Basic research studies report results that may explain in part a potential benefit of klotho in ACS. The administration of klotho in animal models protects the myocardium from ischaemic and reperfusion damage through the activation of different pathways that reduce oxidative stress and restore autophagy levels58,59. Klotho has been described to modulate platelet activity60. Klotho therapy improves cardiac remodelling in a murine model of myocardial infarction61 and it also ameliorates diastolic function62, although there are not clinical studies confirming these findings. In several other studies, authors have also observed a beneficial effect of klotho on the vascular endothelium, reducing oxidative stress at this level or attenuating cell apoptosis, among other mechanisms63,64,65,66.

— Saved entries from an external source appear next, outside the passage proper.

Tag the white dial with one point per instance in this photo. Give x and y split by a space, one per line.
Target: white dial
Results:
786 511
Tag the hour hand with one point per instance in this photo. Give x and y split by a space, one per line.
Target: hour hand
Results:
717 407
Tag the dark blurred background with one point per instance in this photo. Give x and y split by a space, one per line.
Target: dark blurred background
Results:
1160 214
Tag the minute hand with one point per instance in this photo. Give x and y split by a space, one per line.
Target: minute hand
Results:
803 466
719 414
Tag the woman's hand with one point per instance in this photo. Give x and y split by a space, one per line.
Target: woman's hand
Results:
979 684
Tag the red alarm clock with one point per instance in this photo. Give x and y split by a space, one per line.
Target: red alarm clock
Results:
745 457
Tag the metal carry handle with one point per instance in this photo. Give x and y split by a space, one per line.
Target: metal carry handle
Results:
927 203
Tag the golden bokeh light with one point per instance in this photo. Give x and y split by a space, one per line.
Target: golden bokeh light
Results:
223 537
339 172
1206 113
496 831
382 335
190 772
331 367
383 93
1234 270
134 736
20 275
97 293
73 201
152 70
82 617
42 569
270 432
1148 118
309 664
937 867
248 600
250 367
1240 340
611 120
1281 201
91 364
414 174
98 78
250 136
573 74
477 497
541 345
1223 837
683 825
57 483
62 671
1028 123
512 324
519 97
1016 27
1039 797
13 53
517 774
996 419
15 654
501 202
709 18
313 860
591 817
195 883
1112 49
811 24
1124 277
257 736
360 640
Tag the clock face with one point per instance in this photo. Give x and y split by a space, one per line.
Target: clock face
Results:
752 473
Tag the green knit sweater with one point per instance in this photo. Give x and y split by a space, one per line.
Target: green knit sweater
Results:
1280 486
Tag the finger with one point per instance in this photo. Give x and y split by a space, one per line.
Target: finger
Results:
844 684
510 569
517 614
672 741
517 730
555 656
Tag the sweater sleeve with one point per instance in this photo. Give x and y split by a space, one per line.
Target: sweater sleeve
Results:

However, there are no published data on the prognostic role of klotho after an ACS. To our knowledge, our work is the first to describe an independent protective role of klotho after ACS. According to the present findings, we have recently shown that cardiac rehabilitation after ACS is associated with increases of klotho levels67, suggesting an increase in klotho could explain, at least in part, the benefits of cardiac rehabilitation. Of interest, the protective role of klotho is limited to women. It is possible that the higher cardiovascular risk profile of men, with more extensive coronary disease and a greater number of affected vessels, may interfere with the prognostic role of klotho, attenuating its protective effect after ACS. It is also striking that our results show that other MM biomarkers have a prognostic value in men but not in women. Nevertheless, we have demonstrated previously that it is common that several MM biomarkers have independent prognostic value14,41, even after adjusting for established biomarkers such as NT-proBNP. This underlines the need to make a complete assessment of MM to investigate the prognostic value of its components.

Limitations

First, the percentage of women in our study population is relatively low. This is in line with many other published studies. There are several factors that may influence the lower recruitment of women, among them, a higher prevalence of ACS in men could partly account for this difference. Second, the design of the study required the collection of plasma for analysis at discharge no later than 6 days after admission, to achieve homogeneous results. This led to the exclusion of ACS patients who did not meet this condition and that fact may explain the low number of cases with LVEF < 40% that were included. Therefore, these results should not be extrapolated to populations with a high percentage of patients with moderate or severe LV systolic dysfunction. Third, the inclusion period ended in 2014. Since then, new pharmacological and non-pharmacological treatments (stents, catheters, etc.) have emerged that could influence the results of similar studies in current populations. Fourth, almost all the women included in our study population were in the postmenopausal period. However, the variables collected in our study did not include the presence of osteoporosis or the use of specific gynaecological therapies. It is possible that hormonal or osteoporosis treatments may influence some of the parameters and/or biomarkers obtained.

Conclusions

In conclusion, our results show that klotho levels are inversely related to all-cause mortality in women after an ACS, highlighting a possible gender-specific prognostic biomarker. These results underline the importance of considering MM biomarkers in the risk stratification and management of ACS patients, with attention to gender differences. Future research should explore the underlying mechanisms of these associations.